Andreas schritt hinüber zum Krankenbett und wartete bis Chris sich langsam zurück auf seinen Rücken drehte. Sein kleiner Bruder wischte sich schniefend mit der Hand über die nassen Wangen und versuchte erst gar nicht seine Tränen zu verstecken. Er sah völlig fertig aus, so wie eines von Andreas' Kindern, nachdem sie sich von einem Streit mit ihren Geschwistern völlig emotional verausgabt hatten. Fertig und erschöpft und übermüdet und am Ende seiner physischen und emotionalen Kräfte. 

Andreas verspürte das unerklärliche Bedürfnis Chris in den Arm zu nehmen.

Stattdessen, strich Chris liebevoll durch die widerspenstigen Haare. "Du wirst wieder ganz der Alte, Bruder. Das verspreche ich dir."

"Versprich mir nichts, was du nicht halten kannst", gab Chris flüsternd zurück und es brach Andreas das Herz ihn so zu sehen. So hoffnungslos. "Bitte tu das nicht."

Andreas spürte wie sein Kiefer sich anspannte und sein Adams Apfel zuckte. Er hatte noch nie eines seiner Versprechen an Chris gebrochen und er hatte nicht vor, das jemals zu ändern. 

"Mama und Steffi sind da", wechselte er das Thema. 

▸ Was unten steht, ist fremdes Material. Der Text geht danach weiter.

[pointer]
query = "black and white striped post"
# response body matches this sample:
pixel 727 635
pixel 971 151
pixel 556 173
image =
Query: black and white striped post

"Was?" Chris' Augen weiteten sich. Er versuchte sich aufzusetzen, raufte kurz mit dem Bettlaken und stieß dann ein schmerzerfülltes Zischen aus, als er durch die Bewegung die Brandwunde an seiner Hand irritierte. "Scheiße." 

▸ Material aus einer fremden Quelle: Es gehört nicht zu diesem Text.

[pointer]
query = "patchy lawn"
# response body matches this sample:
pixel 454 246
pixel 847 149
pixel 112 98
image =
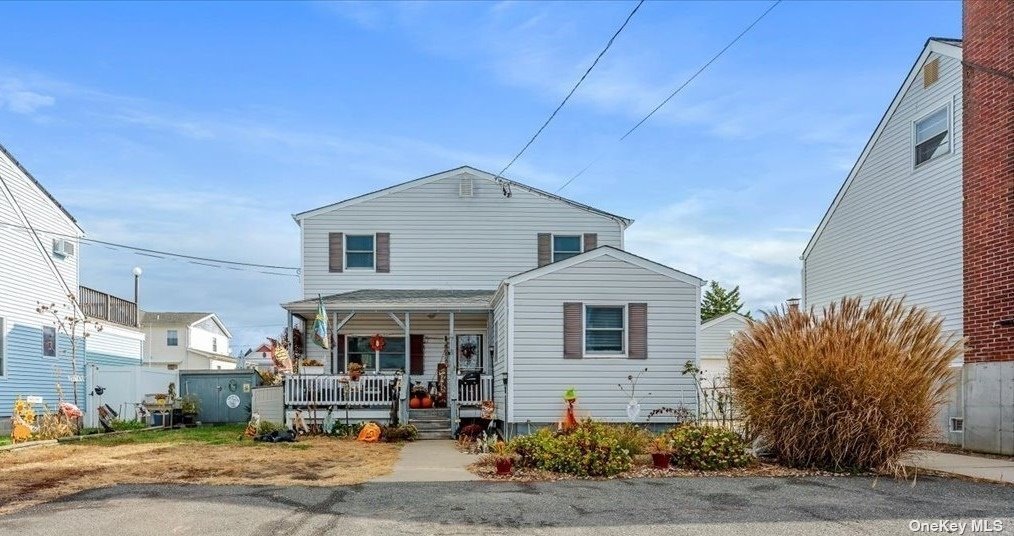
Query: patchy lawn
pixel 209 455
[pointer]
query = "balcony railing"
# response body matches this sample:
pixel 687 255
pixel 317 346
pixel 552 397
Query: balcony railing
pixel 336 389
pixel 474 393
pixel 102 306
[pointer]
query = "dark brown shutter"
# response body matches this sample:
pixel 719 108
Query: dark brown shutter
pixel 339 364
pixel 638 325
pixel 417 353
pixel 383 252
pixel 336 245
pixel 573 330
pixel 545 249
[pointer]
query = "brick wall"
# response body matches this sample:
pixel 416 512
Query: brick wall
pixel 989 179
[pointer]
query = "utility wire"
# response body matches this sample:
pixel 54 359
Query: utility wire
pixel 155 253
pixel 680 88
pixel 573 89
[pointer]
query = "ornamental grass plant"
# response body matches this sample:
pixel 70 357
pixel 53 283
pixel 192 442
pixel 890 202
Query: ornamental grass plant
pixel 848 388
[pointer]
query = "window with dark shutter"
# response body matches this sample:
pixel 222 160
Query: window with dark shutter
pixel 336 242
pixel 573 330
pixel 383 252
pixel 545 248
pixel 638 325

"Hey, immer mit der Ruhe", sagte Andreas und presste eine Hand gegen Chris' Schulter um ihn sanft zurück gegen das Kissen zu drücken. "Ich hab ihnen gesagt, sie sollen erstmal draußen warten. Hab mir schon gedacht, dass du dir vielleicht noch die Nase pudern willst, bevor sie hier reinspaziert kommen und dich mit Fragen bombardieren."

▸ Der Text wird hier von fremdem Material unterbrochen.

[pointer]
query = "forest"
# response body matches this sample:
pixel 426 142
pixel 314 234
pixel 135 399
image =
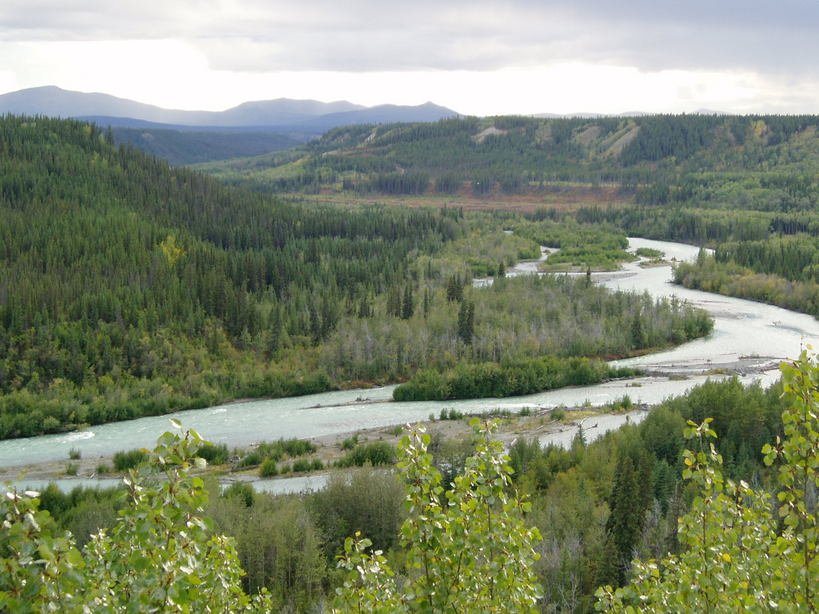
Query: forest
pixel 129 288
pixel 572 520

"Leck mich", gab Chris schwach zurück und wischte sich erneut die Nässe von den Wangen. Er lächelte Andreas durch die Tränen hindurch an und Andreas hörte das 'Danke, Bruder' laut und deutlich, auch ohne dass Chris es mit Worten zum Ausdruck brachte. "Sind die Kids auch mit?"